Con la descripción del sesgo sicológico llamado “licencia moral”, los psicólogos explicaron que el cumplimiento de deberes rituales causa una “relajación moral” por la convicción de que los ritos ponen en su contabilidad saldos a favor que les dan licencia para una conducta moral menos exigente. El ateo no cuenta con esa ayuda y se comporta con mayor rigor ético, porque todo depende de él, no de los ritos.
El keniano Richard Dawkins, conocido por su libro “el gen egoísta” y por su ateísmo militante, no le dio vueltas al tema durante su reciente visita a Bogotá: “Las peores consecuencias de lo religioso, dijo, ocurren en el Medio Oriente bajo la influencia del islam”. Y agregó “hay una gran cantidad de maldad hecha en nombre de la religión. Mas con la subversión de la educación científica a través de la religión es una maldad en plazo mayor”.
El debate, a cielo abierto, dio lugar para todo. La posición equilibrada del editorialista de El Espectador “ no porque alguien crea en Jesús, o en Buda, o en Alá o en la posibilidad de que no haya dios, eso significa que sea superior o inferior” ; en el otro extremo se situó Hawkins al relacionar a los que abandonan la religión con “las personas más educadas que están en posiciones más cómodas, que no viven en entornos pobres o peligrosos”. Concluía el biólogo africano: “El hecho de que los individuos puedan ser curados de la religión, me hace pensar que todo el mundo puede, si las condiciones educativas y socioeconómicas son correctas”.
No faltaron en el debate los conocidos lugares comunes de la religión asimilada a los cuentos de hadas, de las hipótesis científicas verificadas, al contrario de las creencias en lo sobrenatural sin verificación científica alguna; o la religión vista como un delirio sufrido por millones de personas en el mundo.

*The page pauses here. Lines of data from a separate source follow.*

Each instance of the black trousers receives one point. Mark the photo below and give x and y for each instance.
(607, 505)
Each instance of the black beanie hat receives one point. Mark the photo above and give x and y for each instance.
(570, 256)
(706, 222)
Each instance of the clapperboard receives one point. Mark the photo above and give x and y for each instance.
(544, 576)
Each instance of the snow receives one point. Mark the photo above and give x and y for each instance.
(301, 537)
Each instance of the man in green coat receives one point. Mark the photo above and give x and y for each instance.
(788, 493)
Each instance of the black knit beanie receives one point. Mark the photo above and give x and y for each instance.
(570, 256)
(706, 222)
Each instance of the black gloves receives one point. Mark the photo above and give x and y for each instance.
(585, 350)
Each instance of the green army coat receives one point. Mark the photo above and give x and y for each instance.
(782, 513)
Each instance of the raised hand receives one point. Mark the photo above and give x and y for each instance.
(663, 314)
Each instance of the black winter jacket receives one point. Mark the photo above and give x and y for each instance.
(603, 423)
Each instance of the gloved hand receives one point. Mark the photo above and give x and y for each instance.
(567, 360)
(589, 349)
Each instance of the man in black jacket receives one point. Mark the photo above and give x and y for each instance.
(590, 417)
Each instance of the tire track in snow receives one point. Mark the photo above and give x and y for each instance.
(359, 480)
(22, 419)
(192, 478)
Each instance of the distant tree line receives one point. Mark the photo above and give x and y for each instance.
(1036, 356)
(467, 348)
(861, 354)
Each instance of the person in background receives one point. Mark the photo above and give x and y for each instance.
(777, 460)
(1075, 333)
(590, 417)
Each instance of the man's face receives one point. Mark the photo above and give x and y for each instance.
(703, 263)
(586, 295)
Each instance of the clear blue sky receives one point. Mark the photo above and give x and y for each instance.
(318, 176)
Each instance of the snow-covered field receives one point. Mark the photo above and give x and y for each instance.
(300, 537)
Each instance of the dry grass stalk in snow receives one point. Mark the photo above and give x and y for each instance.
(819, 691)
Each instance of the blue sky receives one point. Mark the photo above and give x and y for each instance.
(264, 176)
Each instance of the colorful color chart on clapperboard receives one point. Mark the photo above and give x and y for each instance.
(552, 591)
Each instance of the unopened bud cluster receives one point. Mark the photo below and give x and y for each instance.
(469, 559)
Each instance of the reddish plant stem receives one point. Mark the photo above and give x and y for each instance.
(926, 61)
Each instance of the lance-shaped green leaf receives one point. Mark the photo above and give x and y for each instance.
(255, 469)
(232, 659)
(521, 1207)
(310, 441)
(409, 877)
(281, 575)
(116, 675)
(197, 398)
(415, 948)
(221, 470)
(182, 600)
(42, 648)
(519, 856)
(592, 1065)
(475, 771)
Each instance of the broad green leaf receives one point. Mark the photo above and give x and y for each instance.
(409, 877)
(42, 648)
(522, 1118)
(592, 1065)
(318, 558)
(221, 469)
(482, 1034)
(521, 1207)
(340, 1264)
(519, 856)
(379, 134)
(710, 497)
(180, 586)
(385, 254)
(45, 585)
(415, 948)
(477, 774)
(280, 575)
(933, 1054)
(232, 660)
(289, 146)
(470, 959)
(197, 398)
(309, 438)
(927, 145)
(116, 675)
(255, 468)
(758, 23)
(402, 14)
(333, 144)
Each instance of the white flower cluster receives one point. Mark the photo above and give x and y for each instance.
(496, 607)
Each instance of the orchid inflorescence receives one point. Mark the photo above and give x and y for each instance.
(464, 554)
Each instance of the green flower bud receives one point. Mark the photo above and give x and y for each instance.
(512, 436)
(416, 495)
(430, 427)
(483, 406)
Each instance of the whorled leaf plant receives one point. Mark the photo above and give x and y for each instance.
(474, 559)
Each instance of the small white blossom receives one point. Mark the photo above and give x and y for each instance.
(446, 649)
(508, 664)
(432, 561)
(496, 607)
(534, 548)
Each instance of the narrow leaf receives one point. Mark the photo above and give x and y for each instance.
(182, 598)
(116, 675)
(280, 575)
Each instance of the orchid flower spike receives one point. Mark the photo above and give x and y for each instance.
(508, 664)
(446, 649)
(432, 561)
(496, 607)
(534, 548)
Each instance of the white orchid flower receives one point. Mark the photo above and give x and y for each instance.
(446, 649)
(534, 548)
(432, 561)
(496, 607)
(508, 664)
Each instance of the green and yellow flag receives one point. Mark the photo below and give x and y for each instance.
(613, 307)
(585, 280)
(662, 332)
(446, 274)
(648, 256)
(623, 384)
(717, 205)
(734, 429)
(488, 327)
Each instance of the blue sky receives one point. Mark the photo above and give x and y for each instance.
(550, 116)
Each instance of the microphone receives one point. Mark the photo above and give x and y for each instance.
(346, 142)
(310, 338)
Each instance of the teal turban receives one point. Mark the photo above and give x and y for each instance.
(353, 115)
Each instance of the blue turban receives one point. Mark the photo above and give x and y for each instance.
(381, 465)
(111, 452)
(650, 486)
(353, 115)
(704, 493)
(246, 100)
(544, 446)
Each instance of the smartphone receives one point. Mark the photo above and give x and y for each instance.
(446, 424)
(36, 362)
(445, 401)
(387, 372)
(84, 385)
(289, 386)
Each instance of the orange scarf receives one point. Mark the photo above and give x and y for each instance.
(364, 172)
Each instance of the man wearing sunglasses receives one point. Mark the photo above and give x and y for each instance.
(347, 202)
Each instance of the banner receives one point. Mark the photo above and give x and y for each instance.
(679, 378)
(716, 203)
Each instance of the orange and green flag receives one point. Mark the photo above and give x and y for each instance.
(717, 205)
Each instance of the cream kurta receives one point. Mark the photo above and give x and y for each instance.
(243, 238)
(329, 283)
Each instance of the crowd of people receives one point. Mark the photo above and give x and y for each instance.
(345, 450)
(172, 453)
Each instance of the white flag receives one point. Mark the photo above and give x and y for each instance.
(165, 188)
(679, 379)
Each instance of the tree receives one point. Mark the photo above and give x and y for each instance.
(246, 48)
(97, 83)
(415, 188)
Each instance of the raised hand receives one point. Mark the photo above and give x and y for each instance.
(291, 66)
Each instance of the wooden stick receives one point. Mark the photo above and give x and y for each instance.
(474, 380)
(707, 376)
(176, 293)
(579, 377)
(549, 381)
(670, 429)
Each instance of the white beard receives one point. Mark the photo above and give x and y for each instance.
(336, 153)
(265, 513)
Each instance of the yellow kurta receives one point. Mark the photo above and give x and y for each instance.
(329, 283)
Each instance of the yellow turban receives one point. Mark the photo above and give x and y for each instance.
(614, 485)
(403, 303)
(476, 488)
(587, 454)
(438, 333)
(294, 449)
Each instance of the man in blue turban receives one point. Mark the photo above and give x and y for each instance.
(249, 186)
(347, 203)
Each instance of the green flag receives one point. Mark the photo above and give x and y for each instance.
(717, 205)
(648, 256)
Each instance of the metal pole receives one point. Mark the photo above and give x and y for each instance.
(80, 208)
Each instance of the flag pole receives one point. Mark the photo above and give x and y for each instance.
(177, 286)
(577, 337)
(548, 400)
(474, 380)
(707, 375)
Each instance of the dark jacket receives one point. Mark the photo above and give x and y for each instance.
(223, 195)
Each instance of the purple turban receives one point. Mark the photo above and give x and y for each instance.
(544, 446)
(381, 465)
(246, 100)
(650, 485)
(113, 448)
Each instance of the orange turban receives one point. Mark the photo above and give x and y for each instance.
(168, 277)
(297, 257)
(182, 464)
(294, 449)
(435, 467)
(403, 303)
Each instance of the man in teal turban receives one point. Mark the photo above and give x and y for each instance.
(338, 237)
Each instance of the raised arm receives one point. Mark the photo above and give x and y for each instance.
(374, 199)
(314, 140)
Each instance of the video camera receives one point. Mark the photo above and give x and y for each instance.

Al final de un debate en que los ateos escribían dios con minúscula, en una especie de ejecución ortográfica, y sus contradictores lo resucitaban con la mayúscula de Dios, algo quedó claro: el mundo de hoy poco o nada cree en un dios de ritos que hace recordar al Dios de los ejércitos, y está más dispuesto a descubrirlo en el Dios de la vida y del amor que hacen presente creyentes y no creyentes. Tal es la conclusión que queda después de esta informal clase de teología elemental inconscientemente promovida por la radicalidad de un creyente más político que teólogo.